Helping Students Understand Where Data Come From

The Science Teacher—January/February 2022 (Volume 89, Issue 3)

By Lisa Hardy, Colin Dixon, Seth Van Doren, and Sherry Hsi

How the Data Got Their Dots

A scientist stares at her computer screen as small blue dots appear, one after another, along a coordinate grid. Her experimental apparatus hums in the background. Once per second, a new dot appears on her screen. Sometimes it’s a little higher than the last, but usually it’s a little lower. Interesting. What will these dots tell her about the secrets of the natural world? Much less than she would like them to.

In professional science, these dots rarely tell you anything right away about the natural world. They more likely mean something about that experimental apparatus humming away in the background—It’s running hot again. We need a new vacuum pump. Are the tubes holding steady? It’s only after lots of work—years of work, possibly—that those dots will begin to tell a reliable story about the natural world. Yet this is how scientific progress happens. As scientists tinker with and improve their instruments and methods, the data they produce begin to reveal more about the world.
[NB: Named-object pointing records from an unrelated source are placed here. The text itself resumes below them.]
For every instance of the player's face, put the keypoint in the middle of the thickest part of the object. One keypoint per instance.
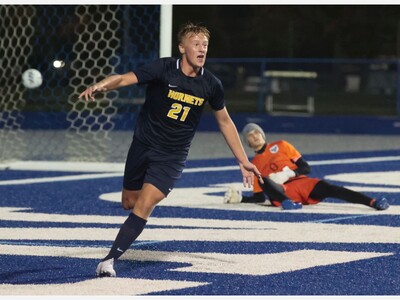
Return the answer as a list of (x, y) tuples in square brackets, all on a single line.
[(194, 50), (255, 140)]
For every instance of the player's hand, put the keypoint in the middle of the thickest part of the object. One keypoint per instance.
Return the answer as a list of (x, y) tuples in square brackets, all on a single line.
[(248, 172), (91, 91), (291, 205), (282, 176), (232, 195)]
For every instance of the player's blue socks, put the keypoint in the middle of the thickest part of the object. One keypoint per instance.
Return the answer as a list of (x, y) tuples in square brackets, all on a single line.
[(130, 230)]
To scientists, this means that not all data is evidence. Before data can be used as evidence of something in the natural world, a lot of questioning must happen first: What else could have caused this? Is it an effect of my instruments? Some interference from the world? Scientists never just trust that data are good, or meaningful. Puzzling over data—trying to understand why it is the way it is—is central to scientific practice.

Yet in science classrooms, students usually see and work with data that’s intended to tell them right away about the natural world. Students then often treat the data we provide to them as factual, rather than as a source of evidence (Duschl 2008; Sandoval and Millwood 2005; Berland and Reiser 2009; McNeill and Berland 2017; Hancock, Kaput, and Goldsmith 1992; Manz 2016), and struggle to identify sources of error or uncertainty in evidence (Masnick and Klahr 2003). Students rarely have opportunities to critique the methods by which data were produced, to consider data integrity or sufficiency, or to otherwise engage in the scientific practices by which data become evidence (Duncan, Chinn, and Barzilai 2018; Samarapungavan 2018; Duschl 2000). Students also don’t get to do the authentic work of figuring out how to improve it (Chinn and Malhotra 2002; Lehrer, Schauble, and Lucas 2008; Hardy, Dixon, and Hsi 2020).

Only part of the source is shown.